I encourage our customers to take full advantage of our design experience. In the course of a year, a typical manufacturing engineer will see at most a handful of new parts. Our designers will see that same number of parts in an average week, and we have the added advantage of being exposed to manufacturing processes across the entire spectrum of industry: automotive, off road equipment, medical, military, aircraft, HVAC, oil drilling, mining, aerospace, consumer products, electronics. . .and on and on. . .
With a new application, my first task is information gathering. I need complete machine, part and process information. I need to know as much as possible about the process the customer is planning for production. No detail is too insignificant to mention. I have spent many hours developing a solution for a customer only to be informed after I have a completed design, some small but crucial detail that was left out, that changes the whole direction that we must approach the project from. Examples of common variables are part material, hardness, depth of cut, surface finish required, geometric and dimensional tolerances which must be held. Also, machine features, drawbar/drawtube thread, cylinder size, and the available air or hydraulic pressure.
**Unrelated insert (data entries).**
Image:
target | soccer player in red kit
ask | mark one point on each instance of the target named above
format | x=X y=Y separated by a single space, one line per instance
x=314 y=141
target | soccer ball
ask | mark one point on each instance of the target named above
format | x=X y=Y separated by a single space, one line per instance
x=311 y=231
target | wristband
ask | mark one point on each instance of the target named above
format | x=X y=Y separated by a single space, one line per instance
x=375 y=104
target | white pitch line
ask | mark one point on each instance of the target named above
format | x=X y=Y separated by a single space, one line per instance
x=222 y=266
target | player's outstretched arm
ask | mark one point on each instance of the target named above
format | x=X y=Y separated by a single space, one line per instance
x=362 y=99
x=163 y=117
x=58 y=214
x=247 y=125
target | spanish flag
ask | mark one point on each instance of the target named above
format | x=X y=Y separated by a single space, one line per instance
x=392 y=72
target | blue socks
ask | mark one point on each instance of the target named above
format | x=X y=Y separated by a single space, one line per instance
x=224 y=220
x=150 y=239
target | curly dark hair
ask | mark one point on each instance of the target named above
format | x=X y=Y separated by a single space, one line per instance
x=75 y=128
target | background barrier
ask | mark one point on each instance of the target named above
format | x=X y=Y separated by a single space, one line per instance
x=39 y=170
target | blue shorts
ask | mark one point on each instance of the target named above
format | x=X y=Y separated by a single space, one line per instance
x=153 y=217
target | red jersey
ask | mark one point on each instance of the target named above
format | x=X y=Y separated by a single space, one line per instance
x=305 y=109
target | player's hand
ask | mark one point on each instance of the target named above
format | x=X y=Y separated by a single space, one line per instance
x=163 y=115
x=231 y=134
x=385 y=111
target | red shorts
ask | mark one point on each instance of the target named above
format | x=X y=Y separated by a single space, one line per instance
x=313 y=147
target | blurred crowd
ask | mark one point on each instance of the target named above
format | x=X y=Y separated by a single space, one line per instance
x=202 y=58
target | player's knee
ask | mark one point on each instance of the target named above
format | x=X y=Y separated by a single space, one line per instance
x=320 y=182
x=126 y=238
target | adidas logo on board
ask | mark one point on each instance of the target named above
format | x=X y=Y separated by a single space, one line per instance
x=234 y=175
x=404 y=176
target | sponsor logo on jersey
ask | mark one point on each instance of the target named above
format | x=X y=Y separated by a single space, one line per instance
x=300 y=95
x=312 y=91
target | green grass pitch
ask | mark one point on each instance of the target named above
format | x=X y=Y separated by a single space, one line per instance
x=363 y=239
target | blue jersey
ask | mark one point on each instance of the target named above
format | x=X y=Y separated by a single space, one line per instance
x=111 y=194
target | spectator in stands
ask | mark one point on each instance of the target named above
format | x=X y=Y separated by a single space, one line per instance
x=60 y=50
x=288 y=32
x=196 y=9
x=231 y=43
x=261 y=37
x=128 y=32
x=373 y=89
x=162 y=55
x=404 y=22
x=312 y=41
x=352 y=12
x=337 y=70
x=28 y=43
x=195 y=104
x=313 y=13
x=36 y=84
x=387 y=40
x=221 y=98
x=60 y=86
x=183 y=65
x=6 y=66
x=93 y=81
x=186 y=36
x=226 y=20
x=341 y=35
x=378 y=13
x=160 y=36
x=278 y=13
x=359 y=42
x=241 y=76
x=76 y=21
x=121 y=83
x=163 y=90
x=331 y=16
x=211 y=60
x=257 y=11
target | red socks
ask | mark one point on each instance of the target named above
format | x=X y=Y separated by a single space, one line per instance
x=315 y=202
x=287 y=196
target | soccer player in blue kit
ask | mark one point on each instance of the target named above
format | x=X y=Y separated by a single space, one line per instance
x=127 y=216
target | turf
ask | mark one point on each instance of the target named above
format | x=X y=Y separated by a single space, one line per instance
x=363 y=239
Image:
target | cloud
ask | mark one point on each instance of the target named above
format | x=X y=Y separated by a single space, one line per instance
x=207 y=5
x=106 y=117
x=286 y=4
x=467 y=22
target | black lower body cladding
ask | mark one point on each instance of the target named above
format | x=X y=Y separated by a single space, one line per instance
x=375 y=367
How is the part to be loaded? What is the desired cycle time? What is the annual production quantity? Is the budget such that an off the shelf solution is required, or can we optimize the solution with a custom designed mechanism?
I then begin mentally comparing the requirements of this application to the tens of thousands of designs we have done in the past. In our engineering department we have in excess of 150 years of work holding design experience. We also have a computerized nomenclature system in which we have categorized most of the designs developed over more than 60 years of business into 24 different methods of actuation, 36 different families of workholding types, and 37 different special feature options that a chuck might have. By entering the relevant variables, we are able to query thousands of past designs to come up with reference projects which serve as the starting point for a new project.
Relatively often, we are given applications that don’t easily fit into past design parameters. Our customers are continually pushing the limits and expecting more from their workholding mechanisms. Customers frequently desire to increase feed rates and speeds, achieve greater accuracy, combine operations, eliminate operations, and incorporate new materials. Our team of engineers are continually pushing the boundaries of what is possible.
As a customer I encourage you to give us as much freedom as possible to solve your workholding problem. You may have used jaw chucks, or collet chucks, or diaphragm chucks for many years, and feel very comfortable with them, but there may be other mechanisms that offer advantages that you may be unfamiliar with. Give us as much information as you can about your process, and see what we come up with.
The more communication there is on a project between the designer and user, the greater the chance of success. We can be a valuable partner for manufacturing engineers across virtually every industry. Partner with us, and let us help you improve your efficiency, quality, and safety. We welcome a challenge!